だが、ジブラルタ兵にはそんなことはわからない。自軍の長がオークヴィルを襲撃し、この戦争のきっかけを作ったという話が真実味を帯び、重くのしかかる。
「聞きなさい、我がジブラルタ王国の忠実なる戦士達よ!」
ローズが海竜の頭から飛び降り、ジブラルタ兵達に近づいて行く。
「はっ」
先頭にいた兵が跪くと、その他の兵達も次から次にそれに倣っていく。逃走した傭兵達と一部の兵を除く、約2千もの兵がローズに首を垂れた。

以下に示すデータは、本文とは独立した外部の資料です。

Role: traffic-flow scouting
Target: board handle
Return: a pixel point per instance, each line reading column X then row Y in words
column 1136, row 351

「これから私は、火龍イグニス様の従者であるアルフレッドとともにパルマノヴァの砦に赴き、ウェイクリング領兵軍に進攻を止めるよう交渉します。貴方達はトラヴィスの町まで撤退し、以降は王命があるまで待機しなさい。町の専守防衛以外、一切の戦闘行為を禁じます。いいですね?」
「はっ!」
ジブラルタ兵達の先頭で跪く大隊長らしき人物が、ローズの命令を受け入れた。
「ふ、ふ、ふざけるな……」
ただ一人、膝をつかずに呆然と立ち尽くしていたフィオレンツォは、ぶるぶると怒りをこらえるように震え、絞り出すように声を上げた。
「ふざけるなぁ――――っ!!」
フィオレンツォが逆上し、騎士剣を手にローズの元へと突進する。ローズはそれを横目に見て、溜息をついた。

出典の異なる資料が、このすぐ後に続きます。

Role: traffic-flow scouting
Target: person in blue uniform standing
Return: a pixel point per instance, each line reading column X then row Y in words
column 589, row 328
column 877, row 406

「お前さえいなければ! お前さえいなければ! 死ねぇ―――っ!!【剛・魔力撃】!!」
フィオレンツォは、俺達がジブラルタ王国に来るまでは最も深く海底迷宮を踏破し、王位継承の最有力候補であった剣士だ。俺の【威圧】が効いていなかったことからも、おそらく40台後半の身体レベルを持つ実力者だ。
「【光の盾】」
だがローズには通じない。第5位階の光の障壁を、即座に発動したローズは、フィオレンツォが振り下ろした騎士剣を易々と受け止める。
「なっ!?」
「【魔弾】」
「ぐあっ!」
ローズは光の障壁を解除し、ほぼ同時に魔力弾を放つ。フィオレンツォは人の頭ほどの大きさの魔力弾を真正面からぶつけられ、吹き飛ばされた。
「【聖槍】!」
「うぐぁぁぁぁっっ!!! いだいっ、いだい、いだいぃぃぃっ!!」
続けて放たれた光の槍が、フィオレンツォの右脚に深々と突き刺さる。フィオレンツォは骨が断たれて千切れかけた右脚をおさえ、ゴロゴロと転がり悶え叫ぶ。
「【魔弾】」
明らかに戦闘不能状態のフィオレンツォに、ローズはさらに追撃する。衝撃で弾き飛ばされ、右脚が千切れる。フィオレンツォは意識を手放し、死にかけの虫のようにピクピクと痙攣した。
ジブラルタ兵達は容赦の無い攻撃に言葉を失くし、静まり返った。
「逆臣フィオレンツォを捕らえ、王都マルフィに送還しなさい」
「はっ!」
ローズがフィオレンツォをここまで執拗に追い詰めたのは、ジブラルタ兵達の逆らう気力を完膚なきまでに削ぐためだ。『龍の従者』に逆らってはならない。それを心根に深く刻み、心胆にまで知らしめるために。